彼女と新車で最近できた郊外のファミリーレストランへ食事にでかけました。
ところが、食事を終えてレストランから出てきたところ、新車のボンネットにくぎでひっかいたような大きな傷がついていました。
レストランの駐車場には係員もいましたが、「駐車場での事故には一切責任を負いません」との張り紙を指差すばかりで、一向にらちがあきません。
レストランの経営者に、損害賠償を請求することはできないのでしょうか。
A.
まず、駐車場の管理責任を追及して損害賠償請求することが考えられます。
商法にも、場屋業者(ホテルや飲食店など)は、客から寄託を受けた物品の滅失・毀損につき、それが不可抗力によったことを証明しなければ損害賠償責任を免れないという条文があります(商法594条1項)。
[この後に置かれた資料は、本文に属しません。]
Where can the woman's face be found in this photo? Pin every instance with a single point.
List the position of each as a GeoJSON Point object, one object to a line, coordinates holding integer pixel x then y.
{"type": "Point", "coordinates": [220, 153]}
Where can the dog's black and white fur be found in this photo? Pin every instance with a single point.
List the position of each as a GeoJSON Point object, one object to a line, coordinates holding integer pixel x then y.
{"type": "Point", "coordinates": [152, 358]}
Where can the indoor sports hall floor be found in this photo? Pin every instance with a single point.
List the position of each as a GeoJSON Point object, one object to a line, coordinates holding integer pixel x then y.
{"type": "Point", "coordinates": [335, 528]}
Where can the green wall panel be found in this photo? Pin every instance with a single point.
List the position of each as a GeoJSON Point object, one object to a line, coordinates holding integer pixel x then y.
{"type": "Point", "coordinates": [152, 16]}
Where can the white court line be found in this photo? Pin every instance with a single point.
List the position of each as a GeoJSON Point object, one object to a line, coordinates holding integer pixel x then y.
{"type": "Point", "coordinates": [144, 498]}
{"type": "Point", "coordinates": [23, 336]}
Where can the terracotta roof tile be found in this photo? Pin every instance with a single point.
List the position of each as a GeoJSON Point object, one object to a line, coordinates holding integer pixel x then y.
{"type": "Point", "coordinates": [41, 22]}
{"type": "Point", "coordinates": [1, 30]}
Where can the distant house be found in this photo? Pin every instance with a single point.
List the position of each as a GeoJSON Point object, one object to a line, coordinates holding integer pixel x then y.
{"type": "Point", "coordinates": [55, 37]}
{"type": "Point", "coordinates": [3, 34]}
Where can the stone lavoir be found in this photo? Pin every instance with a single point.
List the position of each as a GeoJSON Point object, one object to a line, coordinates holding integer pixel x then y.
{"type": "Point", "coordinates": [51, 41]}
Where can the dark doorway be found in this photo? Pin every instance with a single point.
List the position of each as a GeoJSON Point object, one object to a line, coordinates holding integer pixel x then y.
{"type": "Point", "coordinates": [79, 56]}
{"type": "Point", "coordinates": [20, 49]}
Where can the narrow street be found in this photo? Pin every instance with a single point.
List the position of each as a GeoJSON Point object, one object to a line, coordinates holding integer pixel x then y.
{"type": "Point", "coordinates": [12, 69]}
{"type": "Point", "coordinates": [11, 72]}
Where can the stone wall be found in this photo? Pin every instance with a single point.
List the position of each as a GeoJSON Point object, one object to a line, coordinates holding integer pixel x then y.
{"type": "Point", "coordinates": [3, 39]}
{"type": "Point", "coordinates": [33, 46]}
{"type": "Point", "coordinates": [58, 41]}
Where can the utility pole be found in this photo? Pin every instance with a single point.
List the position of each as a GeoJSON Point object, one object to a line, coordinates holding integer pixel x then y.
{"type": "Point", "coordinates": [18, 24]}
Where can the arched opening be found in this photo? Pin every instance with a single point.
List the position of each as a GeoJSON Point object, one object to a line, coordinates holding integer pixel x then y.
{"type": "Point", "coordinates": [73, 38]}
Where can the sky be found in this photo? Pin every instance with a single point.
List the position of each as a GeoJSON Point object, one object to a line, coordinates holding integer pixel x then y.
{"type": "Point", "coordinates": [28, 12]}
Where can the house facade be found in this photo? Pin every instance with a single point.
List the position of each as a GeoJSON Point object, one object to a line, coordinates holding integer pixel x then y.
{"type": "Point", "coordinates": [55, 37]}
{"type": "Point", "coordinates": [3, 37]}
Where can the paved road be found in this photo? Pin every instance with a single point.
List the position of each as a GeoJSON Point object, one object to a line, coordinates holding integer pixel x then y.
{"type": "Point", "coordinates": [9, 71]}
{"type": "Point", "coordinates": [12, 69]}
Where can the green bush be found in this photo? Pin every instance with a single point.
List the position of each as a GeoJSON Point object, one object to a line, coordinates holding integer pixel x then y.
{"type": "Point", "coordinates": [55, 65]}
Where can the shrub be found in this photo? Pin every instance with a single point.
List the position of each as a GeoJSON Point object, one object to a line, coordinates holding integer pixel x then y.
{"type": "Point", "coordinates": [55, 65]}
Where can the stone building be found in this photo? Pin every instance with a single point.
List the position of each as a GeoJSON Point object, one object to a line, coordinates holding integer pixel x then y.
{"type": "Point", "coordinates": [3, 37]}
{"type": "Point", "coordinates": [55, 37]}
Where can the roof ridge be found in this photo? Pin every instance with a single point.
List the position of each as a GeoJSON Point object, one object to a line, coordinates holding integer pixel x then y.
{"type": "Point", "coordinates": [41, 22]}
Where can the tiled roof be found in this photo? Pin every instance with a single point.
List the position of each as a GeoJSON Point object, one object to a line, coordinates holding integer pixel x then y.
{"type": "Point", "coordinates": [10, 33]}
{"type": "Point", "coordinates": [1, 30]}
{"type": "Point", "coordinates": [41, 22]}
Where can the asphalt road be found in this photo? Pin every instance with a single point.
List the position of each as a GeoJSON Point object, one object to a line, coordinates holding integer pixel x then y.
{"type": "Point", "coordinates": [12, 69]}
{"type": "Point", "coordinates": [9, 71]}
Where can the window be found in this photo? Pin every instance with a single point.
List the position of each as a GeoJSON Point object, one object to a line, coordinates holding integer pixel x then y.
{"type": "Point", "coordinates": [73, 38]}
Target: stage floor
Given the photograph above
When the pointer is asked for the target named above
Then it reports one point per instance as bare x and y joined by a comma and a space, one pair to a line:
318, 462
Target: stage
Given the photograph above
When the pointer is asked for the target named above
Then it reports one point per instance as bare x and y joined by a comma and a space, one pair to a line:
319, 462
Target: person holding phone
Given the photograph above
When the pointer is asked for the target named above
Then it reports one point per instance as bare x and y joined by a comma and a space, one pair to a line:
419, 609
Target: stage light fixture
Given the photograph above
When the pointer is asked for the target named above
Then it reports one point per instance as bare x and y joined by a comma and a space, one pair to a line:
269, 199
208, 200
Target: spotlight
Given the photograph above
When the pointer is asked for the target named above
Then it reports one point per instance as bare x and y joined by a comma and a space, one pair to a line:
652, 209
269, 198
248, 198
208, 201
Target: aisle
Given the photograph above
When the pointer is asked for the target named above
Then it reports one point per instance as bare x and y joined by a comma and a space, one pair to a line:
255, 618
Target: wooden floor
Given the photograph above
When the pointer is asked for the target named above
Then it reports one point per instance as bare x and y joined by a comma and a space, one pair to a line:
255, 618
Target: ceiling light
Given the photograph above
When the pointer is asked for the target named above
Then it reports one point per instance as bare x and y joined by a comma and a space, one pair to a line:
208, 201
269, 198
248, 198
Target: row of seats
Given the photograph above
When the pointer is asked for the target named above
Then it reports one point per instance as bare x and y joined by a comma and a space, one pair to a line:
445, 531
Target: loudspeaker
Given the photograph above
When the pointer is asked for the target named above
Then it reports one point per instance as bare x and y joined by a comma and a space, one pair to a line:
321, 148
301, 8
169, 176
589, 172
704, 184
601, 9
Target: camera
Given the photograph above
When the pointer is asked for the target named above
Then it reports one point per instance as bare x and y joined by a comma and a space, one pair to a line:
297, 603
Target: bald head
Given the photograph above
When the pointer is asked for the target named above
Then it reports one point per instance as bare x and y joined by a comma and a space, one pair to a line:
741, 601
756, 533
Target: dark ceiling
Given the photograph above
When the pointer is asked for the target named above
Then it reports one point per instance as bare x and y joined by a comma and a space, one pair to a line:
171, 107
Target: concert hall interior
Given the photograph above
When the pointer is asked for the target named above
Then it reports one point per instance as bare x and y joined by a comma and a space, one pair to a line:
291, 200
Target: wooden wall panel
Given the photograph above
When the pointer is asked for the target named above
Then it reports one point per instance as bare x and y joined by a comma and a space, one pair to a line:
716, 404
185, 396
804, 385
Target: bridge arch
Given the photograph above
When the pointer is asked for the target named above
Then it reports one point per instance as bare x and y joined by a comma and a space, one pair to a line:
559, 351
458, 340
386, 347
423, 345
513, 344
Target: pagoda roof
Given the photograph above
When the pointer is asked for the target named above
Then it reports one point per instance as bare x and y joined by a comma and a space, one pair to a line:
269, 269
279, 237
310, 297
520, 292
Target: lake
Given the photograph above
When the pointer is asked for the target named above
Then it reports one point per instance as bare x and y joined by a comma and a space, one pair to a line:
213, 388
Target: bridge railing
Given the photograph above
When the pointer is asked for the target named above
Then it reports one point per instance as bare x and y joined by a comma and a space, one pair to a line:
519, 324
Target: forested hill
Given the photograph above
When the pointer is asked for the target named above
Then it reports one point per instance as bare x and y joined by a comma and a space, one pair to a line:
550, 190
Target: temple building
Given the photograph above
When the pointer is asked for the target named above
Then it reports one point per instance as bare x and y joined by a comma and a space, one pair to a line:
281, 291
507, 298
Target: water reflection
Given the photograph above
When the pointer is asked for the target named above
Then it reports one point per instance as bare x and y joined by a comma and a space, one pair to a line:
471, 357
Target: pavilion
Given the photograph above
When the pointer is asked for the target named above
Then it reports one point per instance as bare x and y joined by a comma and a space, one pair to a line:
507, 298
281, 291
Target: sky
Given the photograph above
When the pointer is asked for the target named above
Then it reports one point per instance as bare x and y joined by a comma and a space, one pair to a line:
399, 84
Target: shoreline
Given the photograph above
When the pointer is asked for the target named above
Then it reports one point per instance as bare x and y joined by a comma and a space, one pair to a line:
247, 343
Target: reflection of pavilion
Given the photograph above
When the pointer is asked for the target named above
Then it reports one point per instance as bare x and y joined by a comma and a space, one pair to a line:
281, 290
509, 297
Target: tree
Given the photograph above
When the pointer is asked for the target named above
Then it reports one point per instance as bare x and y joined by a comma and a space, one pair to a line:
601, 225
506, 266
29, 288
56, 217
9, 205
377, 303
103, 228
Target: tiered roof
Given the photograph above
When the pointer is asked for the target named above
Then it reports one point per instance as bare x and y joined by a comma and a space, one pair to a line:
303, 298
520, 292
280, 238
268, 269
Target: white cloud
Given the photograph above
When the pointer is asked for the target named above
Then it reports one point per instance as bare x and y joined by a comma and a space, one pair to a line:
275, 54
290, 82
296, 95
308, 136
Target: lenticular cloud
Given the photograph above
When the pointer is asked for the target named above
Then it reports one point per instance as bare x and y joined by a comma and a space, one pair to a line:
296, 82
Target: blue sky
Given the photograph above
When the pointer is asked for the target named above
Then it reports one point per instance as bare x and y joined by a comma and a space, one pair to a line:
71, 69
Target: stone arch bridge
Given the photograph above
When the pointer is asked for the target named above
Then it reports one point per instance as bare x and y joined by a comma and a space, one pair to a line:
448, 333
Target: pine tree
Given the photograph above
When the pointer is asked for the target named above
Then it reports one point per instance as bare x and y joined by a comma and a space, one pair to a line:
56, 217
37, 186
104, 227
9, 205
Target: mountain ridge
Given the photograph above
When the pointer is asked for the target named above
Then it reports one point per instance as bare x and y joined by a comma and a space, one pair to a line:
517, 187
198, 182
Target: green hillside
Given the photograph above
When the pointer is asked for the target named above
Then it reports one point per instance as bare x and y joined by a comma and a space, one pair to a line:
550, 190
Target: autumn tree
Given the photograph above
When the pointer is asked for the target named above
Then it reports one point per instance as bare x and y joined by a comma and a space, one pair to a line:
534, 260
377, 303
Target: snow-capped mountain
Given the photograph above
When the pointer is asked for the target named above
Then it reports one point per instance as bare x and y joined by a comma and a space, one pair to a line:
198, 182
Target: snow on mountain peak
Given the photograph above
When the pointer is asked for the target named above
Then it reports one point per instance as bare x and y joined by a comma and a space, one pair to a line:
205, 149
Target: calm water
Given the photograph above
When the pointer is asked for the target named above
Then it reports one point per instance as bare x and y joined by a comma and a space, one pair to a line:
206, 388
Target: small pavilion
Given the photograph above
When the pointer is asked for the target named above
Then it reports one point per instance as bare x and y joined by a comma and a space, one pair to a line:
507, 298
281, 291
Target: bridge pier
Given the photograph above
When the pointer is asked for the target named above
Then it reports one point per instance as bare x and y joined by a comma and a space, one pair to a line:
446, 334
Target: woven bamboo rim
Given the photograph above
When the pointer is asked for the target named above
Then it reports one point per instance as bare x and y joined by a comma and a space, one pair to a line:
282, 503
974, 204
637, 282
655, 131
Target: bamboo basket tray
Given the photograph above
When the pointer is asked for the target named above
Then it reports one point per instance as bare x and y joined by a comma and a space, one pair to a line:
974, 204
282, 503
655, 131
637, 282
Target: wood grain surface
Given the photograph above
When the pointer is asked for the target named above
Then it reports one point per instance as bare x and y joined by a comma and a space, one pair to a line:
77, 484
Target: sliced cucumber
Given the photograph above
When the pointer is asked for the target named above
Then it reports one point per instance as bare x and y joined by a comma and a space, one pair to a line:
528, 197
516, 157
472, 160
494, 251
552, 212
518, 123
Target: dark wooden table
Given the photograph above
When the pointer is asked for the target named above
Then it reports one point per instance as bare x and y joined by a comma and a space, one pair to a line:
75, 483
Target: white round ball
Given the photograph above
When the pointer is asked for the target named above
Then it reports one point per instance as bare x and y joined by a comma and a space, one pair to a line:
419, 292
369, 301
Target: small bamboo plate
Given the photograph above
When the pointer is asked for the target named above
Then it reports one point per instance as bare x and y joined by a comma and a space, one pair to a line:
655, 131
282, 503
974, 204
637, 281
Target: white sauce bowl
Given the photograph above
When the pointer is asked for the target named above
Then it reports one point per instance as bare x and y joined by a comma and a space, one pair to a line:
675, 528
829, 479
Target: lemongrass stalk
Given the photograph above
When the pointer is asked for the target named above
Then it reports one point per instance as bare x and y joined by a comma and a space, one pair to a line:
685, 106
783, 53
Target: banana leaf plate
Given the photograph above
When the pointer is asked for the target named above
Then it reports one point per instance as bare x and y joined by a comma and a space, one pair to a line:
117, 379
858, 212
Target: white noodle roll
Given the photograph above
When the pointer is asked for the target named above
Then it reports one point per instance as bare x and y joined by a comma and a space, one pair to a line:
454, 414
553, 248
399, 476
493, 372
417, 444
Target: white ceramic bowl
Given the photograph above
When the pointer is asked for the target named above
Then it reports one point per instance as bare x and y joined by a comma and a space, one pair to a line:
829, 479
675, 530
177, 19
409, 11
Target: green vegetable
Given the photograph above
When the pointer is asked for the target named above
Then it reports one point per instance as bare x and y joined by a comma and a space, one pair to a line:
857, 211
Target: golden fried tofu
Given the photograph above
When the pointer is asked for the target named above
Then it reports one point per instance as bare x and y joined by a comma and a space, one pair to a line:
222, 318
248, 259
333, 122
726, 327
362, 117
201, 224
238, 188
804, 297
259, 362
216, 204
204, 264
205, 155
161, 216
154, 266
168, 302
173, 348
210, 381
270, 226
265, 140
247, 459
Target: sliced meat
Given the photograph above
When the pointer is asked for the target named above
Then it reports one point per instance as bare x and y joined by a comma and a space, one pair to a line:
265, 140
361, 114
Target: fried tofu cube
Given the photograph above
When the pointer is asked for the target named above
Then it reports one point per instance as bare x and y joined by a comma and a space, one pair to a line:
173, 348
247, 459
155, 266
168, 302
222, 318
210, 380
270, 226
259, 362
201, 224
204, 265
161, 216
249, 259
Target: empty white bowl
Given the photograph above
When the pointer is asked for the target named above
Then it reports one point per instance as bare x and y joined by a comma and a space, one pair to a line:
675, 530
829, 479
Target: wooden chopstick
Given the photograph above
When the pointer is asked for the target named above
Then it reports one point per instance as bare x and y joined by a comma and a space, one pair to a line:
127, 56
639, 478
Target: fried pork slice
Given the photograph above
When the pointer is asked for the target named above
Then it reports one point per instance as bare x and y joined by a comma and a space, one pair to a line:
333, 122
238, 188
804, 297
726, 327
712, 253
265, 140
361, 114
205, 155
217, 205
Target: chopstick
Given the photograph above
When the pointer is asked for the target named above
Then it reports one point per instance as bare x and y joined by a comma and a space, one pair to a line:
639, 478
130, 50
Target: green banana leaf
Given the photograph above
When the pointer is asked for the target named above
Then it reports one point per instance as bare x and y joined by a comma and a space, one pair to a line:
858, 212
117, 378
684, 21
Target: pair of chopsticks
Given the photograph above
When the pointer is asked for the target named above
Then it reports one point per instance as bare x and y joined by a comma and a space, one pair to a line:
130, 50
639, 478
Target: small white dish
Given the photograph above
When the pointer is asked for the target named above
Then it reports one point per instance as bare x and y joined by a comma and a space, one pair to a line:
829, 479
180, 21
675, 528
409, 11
ただ、寄託は、物を預けてその管理を依頼する契約ですから、ご相談のように、出入り口に係員がいる程度の管理しかしていない駐車場の場合、寄託があったとはいいがたく、損害賠償請求は難しいものと思われます。
つまり、その程度の管理しかされていない駐車場の場合、店側としては、単に車の駐車場所を貸しただけの賃貸借(民法601条)もしくは使用貸借(民法593条)と考えられるのです。
Q.
「駐車場での事故には一切責任を負いません」という張り紙があるからですか。
A.
このような張り紙のあるなしは関係ありません。
駐車場での事故には一切責任を負わないのは、賃貸借・使用貸借契約の内容から当然のことだからです。
したがって、車の傷の修理代等は、直接加害者に請求するしかないことになります。